С одной стороны была смерть, с другой – агония.
А посредине царило отчаяние, столь же мучительное, как агония, такое же бездонное, как смерть.
Бальзамо не проронил ни звука с той самой минуты, как у него из груди вырвался душераздирающий крик.
Со времени ошеломляющего открытия, сразившего злорадного Альтотаса, Бальзамо не двинулся с места.
А мерзкий старик, безжалостно сброшенный с высоты бессмертия и попавший в условия жизни простых смертных, казалось, чувствовал себя раненой птицей, свалившейся с небес прямо в озеро, на поверхности которого она бьется, не имея сил расправить крылья.
Недоумение, написанное на его бледном взволнованном лице, свидетельствовало о крайней растерянности старика.
Действительно, Альтотас даже не давал себе труда сосредоточиться с той минуты, как цель его жизни, которая казалась ему непоколебимой, словно скала, в одно мгновение растаяла на его глазах, как дым.
Его угрюмое и безмолвное отчаяние напоминало отчасти отупение. Для человека, не знакомого со стариком, его молчание могло бы, вероятно, показаться задумчивостью, попыткой найти выход из создавшегося положения; для Бальзамо, даже не повернувшего в его сторону головы, было ясно, что это – агония, что его могуществу, разуму, жизни приходит конец.

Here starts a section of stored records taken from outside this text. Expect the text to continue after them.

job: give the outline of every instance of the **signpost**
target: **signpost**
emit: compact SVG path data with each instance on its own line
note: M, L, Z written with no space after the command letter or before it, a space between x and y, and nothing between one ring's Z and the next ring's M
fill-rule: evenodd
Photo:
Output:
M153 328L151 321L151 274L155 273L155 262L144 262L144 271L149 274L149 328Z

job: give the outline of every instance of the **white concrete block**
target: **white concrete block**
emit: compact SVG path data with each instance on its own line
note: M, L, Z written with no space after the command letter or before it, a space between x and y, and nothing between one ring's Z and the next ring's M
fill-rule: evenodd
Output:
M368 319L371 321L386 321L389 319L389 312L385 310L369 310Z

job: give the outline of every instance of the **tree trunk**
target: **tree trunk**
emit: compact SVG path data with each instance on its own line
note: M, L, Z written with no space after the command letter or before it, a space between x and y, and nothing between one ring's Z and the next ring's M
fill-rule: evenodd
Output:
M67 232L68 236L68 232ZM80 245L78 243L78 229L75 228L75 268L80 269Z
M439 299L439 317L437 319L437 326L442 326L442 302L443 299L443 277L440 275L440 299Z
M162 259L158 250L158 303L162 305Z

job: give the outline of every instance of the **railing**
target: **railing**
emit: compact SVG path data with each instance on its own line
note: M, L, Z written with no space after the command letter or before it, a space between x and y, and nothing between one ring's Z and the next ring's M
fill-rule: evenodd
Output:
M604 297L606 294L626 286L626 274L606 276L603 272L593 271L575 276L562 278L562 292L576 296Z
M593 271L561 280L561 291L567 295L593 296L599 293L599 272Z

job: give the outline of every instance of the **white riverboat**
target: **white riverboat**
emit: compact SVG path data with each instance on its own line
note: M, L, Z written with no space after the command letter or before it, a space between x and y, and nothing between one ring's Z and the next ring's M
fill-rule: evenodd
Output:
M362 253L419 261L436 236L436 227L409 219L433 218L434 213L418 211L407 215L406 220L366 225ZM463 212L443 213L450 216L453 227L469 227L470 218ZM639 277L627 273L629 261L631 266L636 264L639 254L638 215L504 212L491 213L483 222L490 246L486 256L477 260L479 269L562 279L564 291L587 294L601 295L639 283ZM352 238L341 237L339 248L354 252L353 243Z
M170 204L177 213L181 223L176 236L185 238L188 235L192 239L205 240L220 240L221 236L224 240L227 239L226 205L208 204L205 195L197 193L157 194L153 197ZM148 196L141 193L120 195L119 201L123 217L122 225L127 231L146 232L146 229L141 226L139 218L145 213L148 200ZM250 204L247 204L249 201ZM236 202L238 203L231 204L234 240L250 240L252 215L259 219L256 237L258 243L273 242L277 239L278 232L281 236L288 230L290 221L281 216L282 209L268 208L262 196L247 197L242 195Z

Альтотас не сводил глаз с разбитой склянки, олицетворявшей для него гибель его надежд; можно было подумать, что он пересчитывает бесчисленные осколки: разлетевшись, каждый из этих осколков словно сократил жизнь старика на один день; можно было подумать, что он хотел взглядом собрать драгоценную, растекшуюся по паркету жидкость, которую он совсем недавно считал залогом своего бессмертия.
Когда боль разочарования становилась невыносимой, старик поднимал затуманенный взор на Бальзамо, а потом переводил его на труп Лоренцы.
В такие минуты он походил на попавшего в ловушку дикого зверя, которого охотник находит поутру пойманным за лапу; охотник долго пинает его ногой, так и не заставив повернуться к нему мордой, а когда человек закалывает его охотничьим ножом или ружейным штыком, зверь косит в его сторону налитым кровью глазом, в котором – и ненависть, и жажда мести, и упрек, и удивление.
«Ужели возможно, – говорил взгляд старика, еще довольно выразительный, несмотря на близкую кончину, – мыслимо ли, чтобы столько несчастий, столько поражений свалилось на мою голову, а всему виной – этот ничтожный человек, всего в нескольких шагах от меня стоящий на коленях перед такой заурядностью, как эта мертвая женщина? Ведь это противоестественно, антинаучно, это противоречит здравому смыслу, чтобы такое грубое создание, как мой ученик, обмануло такого необыкновенного учителя, как я. Не чудовищно ли, наконец, что пылинка на полном ходу остановила колесо великолепной стремительно мчавшейся повозки?»
Бальзаме был разбит, повержен; он не издавал ни единого звука, не мог шевельнуть пальцем; в его воспаленном мозгу не рождалось ни одной мысли, словно жизнь его была кончена.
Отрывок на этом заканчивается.